There is a scene in the movie the Godfather that I think back to during situations like this. It was when the gang families were about to go to war to take over each others turf. Michael Corleone asked Clemenza (one of his father’s soldiers) “What happens during a time like this.” Clemenza retorted by saying “These things happen from time to time, don’t worry about it. Things will eventually get back to normal.” It’s true with our business. Things will get back to normal. The question is when?

With regard to the economy’s effect on the value of funeral homes, let me say this; The major way the economy has the affected the value of funeral homes is that the tightening of credit has had a limiting effect on the number of buyers. In our profession, where prices are primarily market driven, this will have an effect on value. The more “willing and able buyers” there are, normally the higher the price. However, this negative is mostly felt by smaller to mid size operators. Premium firms will always command a good price as long as it fits the demographics of the major buyers.
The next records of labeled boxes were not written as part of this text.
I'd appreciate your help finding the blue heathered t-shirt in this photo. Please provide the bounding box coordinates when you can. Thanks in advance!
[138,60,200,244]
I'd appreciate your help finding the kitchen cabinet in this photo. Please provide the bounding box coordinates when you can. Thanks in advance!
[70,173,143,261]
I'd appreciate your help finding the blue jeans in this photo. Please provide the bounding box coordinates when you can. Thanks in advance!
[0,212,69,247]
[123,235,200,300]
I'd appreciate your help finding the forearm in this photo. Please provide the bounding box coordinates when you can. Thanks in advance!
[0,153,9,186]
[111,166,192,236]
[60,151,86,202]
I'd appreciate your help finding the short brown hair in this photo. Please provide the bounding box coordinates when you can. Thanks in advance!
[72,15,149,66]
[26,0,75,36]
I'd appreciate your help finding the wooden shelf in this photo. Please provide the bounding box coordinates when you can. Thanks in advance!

Finally, the best way to maintain or build the value of your funeral home is to continue to offer great service in your community while maintaining your property and grounds in excellent condition. Make sure you are following up with your families. If your call volume and revenues are maintaining or increasing you will be maintaining the value of your firm in the long run.

Hopefully, those who read this article noticed the number of times I referred to the word “service.” It is not an accident. As I have owned or operated over 300 funeral home or cemeteries in the past, the level of service given to the community is the hallmark of any successful firm I have had the pleasure of being associated with. With our many clients it is the same. Some give great “lip service” to the word, but really are just going through the usual motions. It is the funeral directors who are always looking towards “continuous improvement” in their service level that eventually lead the way.

I hope this has given you some insights and ideas that you can bring to your organization. As we know and sometimes say, It’s not rocket science, It’s doing the little things, paying attention to the details and getting back to the basics.